BethAnn McLaughlin is assistant professor of neurology and pharmacology at Vanderbilt. Her lab works on “understanding the mechanisms which contribute to cell vulnerability to acute and chronic insults.” She is also the founder of the not-for-profit #MeTooSTEM and the reason that Rate My Professor no longer has a chili pepper rating. In November 2018 Dr. McLaughlin was a winner of the $250,000 Disobedience Award from the MIT Media Lab in Cambridge for “ethical, nonviolent” civil disobedience.
Although initially her tenure review committee voted in unanimous support, now her job is in trouble, as Inside Higher Ed reports here (Feb 22, 2019) and Science reports here (Feb 12, 2019).
Obviously, none of us knows the full details of any tenure review, dinner parties gone wrong, politics misread. But here are a few things we do know:
- Men who are found guilty of sexual harassment do not tend to lose their jobs.

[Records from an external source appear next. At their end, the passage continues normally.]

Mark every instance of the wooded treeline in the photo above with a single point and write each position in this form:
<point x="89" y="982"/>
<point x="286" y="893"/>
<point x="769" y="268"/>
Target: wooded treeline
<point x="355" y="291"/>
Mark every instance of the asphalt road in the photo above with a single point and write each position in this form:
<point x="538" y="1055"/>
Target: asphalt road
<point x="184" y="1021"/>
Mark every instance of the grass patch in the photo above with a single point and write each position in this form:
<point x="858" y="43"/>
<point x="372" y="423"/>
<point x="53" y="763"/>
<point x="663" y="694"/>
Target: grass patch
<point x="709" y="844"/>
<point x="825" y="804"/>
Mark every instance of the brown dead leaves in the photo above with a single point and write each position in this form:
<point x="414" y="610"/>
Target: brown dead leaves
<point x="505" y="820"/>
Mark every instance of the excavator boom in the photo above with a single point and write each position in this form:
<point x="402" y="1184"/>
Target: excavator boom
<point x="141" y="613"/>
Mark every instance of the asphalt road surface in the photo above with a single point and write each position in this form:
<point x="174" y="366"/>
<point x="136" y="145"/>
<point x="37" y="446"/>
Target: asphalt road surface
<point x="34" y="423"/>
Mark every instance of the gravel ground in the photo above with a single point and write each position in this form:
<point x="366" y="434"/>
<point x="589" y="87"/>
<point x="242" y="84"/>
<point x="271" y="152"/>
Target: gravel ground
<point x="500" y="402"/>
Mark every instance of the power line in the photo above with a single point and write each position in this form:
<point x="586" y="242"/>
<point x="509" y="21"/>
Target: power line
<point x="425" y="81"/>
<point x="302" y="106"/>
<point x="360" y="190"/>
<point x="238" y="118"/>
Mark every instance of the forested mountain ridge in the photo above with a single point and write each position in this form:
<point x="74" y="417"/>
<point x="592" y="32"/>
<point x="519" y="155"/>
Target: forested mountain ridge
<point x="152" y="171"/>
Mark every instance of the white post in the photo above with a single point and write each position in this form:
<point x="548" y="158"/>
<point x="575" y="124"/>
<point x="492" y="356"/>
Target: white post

- Women who are blunt, sound cranky, or use profanity (gasp!) violate gender norms.
- We would do well to consider the view of Sharona E. Gordon, professor of physiology and biophysics at U-Washington and the author of a petition supporting Dr. McLaughlin (qtd in Inside Higher Ed): “If the most public face of MeTooSTEM can be fired for her support of targets of sexual harassment, none of us is safe.”
- No matter what happens at Vanderbilt, it is incumbent on all of us–faculty and administration–to work towards an academic culture in which everyone can do their best work. We’re not there yet, and it won’t happen by itself.